Questo all'esterno, perché, dentro, Riccardo si è portato il demone della ribellione. Avrebbe potuto scappare di casa oppure affrontare i genitori, sempre che fossero loro alla radice del suo malessere. Invece ha deciso di regolare la partita affidandosi alla violenza, alla lama e alla punta di un coltello che hanno chiuso il libro del suo percepito dolore. A Riccardo poco è interessato che questo gesto sia passato dallo scannare, letteralmente, chi gli aveva dato la vita e chi, il piccolo Lorenzo, pendeva dalle sue labbra, sperando di diventare come lui.

Ora, dicono gli inquirenti, il ragazzo si rende conto di quello che ha fatto e che non può tornare indietro. Bella forza, direbbe qualcuno, prendere atto di questo quando ancora sulle sue mani non si è seccato il sangue dei suoi familiari.

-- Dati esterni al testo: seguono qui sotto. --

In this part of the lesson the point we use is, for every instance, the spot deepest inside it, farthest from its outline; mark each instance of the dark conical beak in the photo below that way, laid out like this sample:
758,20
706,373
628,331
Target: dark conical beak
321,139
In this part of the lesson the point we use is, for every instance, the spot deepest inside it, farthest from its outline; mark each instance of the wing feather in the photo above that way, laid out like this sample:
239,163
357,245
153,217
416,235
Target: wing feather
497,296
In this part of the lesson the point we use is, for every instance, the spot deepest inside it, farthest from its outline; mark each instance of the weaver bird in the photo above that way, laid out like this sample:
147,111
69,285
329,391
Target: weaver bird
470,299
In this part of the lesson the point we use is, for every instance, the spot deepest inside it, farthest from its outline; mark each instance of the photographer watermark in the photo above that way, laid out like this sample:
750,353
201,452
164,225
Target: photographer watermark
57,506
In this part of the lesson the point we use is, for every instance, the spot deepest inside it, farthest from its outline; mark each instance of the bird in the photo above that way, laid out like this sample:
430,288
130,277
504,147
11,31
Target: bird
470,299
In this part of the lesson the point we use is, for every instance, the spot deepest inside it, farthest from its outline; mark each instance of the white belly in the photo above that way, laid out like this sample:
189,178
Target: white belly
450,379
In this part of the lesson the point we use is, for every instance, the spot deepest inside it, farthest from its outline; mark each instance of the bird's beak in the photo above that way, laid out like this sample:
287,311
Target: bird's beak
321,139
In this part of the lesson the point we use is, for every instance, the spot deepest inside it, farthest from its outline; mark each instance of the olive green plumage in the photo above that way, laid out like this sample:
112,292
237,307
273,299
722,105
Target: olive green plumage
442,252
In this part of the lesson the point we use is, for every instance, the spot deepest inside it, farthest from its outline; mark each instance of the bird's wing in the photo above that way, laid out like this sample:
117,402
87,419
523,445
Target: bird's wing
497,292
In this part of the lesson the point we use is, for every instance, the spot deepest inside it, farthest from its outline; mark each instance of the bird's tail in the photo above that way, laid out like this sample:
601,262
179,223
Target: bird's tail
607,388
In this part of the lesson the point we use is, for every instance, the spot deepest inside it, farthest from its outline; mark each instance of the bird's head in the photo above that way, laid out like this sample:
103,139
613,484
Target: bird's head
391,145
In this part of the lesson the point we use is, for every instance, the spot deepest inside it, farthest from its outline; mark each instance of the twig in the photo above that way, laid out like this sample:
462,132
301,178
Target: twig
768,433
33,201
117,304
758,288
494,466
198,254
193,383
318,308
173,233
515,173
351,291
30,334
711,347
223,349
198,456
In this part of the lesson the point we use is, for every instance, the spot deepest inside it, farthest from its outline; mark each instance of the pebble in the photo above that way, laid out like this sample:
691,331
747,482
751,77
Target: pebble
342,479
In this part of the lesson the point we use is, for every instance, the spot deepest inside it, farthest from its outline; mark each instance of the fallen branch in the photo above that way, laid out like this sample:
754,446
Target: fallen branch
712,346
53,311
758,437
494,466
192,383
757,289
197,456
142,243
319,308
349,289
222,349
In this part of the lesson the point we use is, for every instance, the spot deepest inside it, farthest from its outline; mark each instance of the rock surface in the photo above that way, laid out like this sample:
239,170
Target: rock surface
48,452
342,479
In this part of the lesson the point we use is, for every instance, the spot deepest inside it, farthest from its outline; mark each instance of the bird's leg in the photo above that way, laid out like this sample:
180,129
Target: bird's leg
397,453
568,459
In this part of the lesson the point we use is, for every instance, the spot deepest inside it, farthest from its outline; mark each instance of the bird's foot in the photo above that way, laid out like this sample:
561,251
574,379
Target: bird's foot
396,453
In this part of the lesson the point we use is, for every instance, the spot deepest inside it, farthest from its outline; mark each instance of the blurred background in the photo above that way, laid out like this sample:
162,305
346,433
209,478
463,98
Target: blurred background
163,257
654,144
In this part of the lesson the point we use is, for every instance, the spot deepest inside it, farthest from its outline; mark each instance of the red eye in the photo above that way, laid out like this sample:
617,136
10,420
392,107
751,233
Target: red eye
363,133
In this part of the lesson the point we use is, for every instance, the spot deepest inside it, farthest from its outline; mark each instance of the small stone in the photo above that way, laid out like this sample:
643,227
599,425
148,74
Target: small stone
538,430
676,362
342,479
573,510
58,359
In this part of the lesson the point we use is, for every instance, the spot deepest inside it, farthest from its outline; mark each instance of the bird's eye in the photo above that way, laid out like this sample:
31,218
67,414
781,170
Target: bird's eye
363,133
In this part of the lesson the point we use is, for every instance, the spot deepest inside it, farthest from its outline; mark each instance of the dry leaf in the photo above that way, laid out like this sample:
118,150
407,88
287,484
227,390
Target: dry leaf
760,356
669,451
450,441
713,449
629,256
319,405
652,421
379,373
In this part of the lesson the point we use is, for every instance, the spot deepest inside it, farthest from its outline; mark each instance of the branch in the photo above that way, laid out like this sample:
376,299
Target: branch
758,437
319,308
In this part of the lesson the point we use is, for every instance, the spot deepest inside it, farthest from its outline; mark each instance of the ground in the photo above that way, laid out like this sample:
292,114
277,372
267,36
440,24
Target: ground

Davanti a sé Riccardo ha un percorso comunque giù segnato: il carcere minorile oggi, la intuibile trafila di perizie psichiatriche domani, poi una condanna che, probabilmente, non sarà di quelle che gli impediranno di avere un futuro fuori dalla cella.
Lui un futuro ce lo avrà, quando ancora sarà un uomo nel vigore degli anni, sempre che abbia la forza di prendere atto di quel che ha fatto e di venirne fuori, psicologicamente.
Lui un futuro lo vedrà.
Lorenzo no, perché ora è in quel paradiso di vittime innocenti di cui ci si dimentica presto.